We have already seen the use of the =~ string match operator. To check if a string matches a regex, we can also use the string match operator or the String.match? function. For example,
IO.puts(String.match?("foo", ~r/foo/)) IO.puts(String.match?("bar", ~r/foo/))
The above program generates the following result −
true false
This same can also be achieved by using the =~ operator. For example,
IO.puts("foo" =~ ~r/foo/)
The above program generates the following result −
true
Elixir supports a large number of functions related to strings, some of the most used are listed in the following table.

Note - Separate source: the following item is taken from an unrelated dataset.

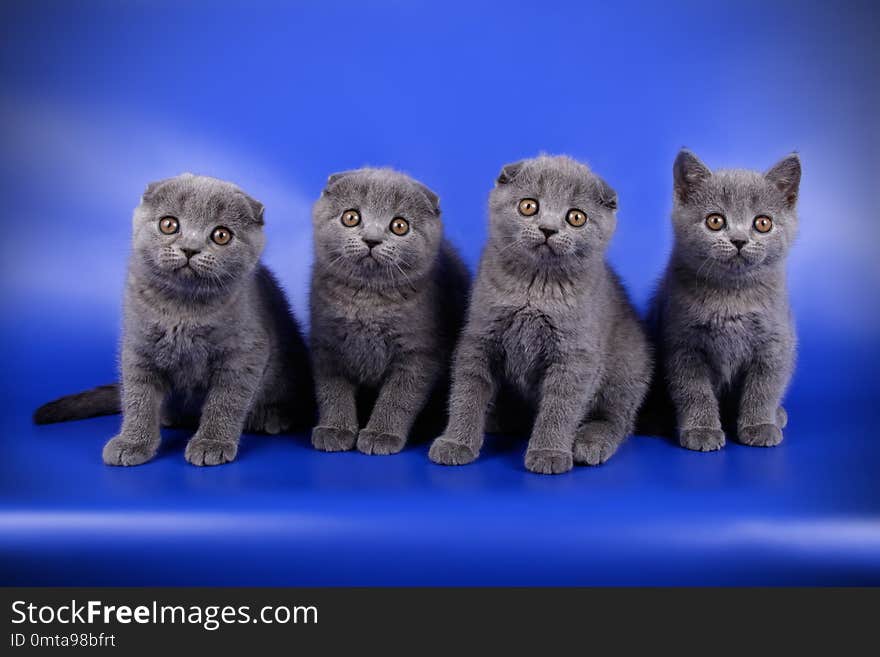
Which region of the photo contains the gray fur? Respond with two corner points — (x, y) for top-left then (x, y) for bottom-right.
(38, 174), (312, 465)
(650, 150), (801, 451)
(310, 169), (469, 454)
(430, 156), (651, 474)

Sr.No. | Function and its Purpose |
---|---|
1 | at(string, position) Returns the grapheme at the position of the given utf8 string. If position is greater than string length, then it returns nil |
2 | capitalize(string) Converts the first character in the given string to uppercase and the remainder to lowercase |
3 | contains?(string, contents) Checks if string contains any of the given contents |
4 | downcase(string) Converts all characters in the given string to lowercase |
5 | ends_with?(string, suffixes) Returns true if string ends with any of the suffixes given |
6 | first(string) Returns the first grapheme from a utf8 string, nil if the string is empty |
7 |
last(string) Returns the last grapheme from a utf8 string, nil if the string is empty |
8 |
replace(subject, pattern, replacement, options \\ []) Returns a new string created by replacing occurrences of pattern in subject with replacement |
9 |
slice(string, start, len) Returns a substring starting at the offset start, and of length len |
10 |
split(string) Divides a string into substrings at each Unicode whitespace occurrence with leading and trailing whitespace ignored. Groups of whitespace are treated as a single occurrence. Divisions do not occur on non-breaking whitespace |
11 |
upcase(string) Converts all characters in the given string to uppercase |
A binary is just a sequence of bytes. Binaries are defined using << >>. For example:
<< 0, 1, 2, 3 >>
Of course, those bytes can be organized in any way, even in a sequence that does not make them a valid string. For example,
<< 239, 191, 191 >>
Strings are also binaries. And the string concatenation operator <> is actually a Binary concatenation operator:
IO.puts(<< 0, 1 >> <> << 2, 3 >>)
The above code generates the following result −
<< 0, 1, 2, 3 >>
Note the ł character. Since this is utf-8 encoded, this character representation takes up 2 bytes.
Since each number represented in a binary is meant to be a byte, when this value goes up from 255, it is truncated. To prevent this, we use size modifier to specify how many bits we want that number to take. For example −
IO.puts(<< 256 >>) # truncated, it'll print << 0 >> IO.puts(<< 256 :: size(16) >>) #Takes 16 bits/2 bytes, will print << 1, 0 >>
The above program will generate the following result −
<< 0 >> << 1, 0 >>
We can also use the utf8 modifier, if a character is code point then, it will be produced in the output; else the bytes −
IO.puts(<< 256 :: utf8 >>)
The above program generates the following result −
Ā
We also have a function called is_binary that checks if a given variable is a binary. Note that only variables which are stored as multiples of 8bits are binaries.
If we define a binary using the size modifier and pass it a value that is not a multiple of 8, we end up with a bitstring instead of a binary. For example,
bs = << 1 :: size(1) >> IO.puts(bs) IO.puts(is_binary(bs)) IO.puts(is_bitstring(bs))
The above program generates the following result −
<< 1::size(1) >> false true
This means that variable bs is not a binary but rather a bitstring. We can also say that a binary is a bitstring where the number of bits is divisible by 8. Pattern matching works on binaries as well as bitstrings in the same way.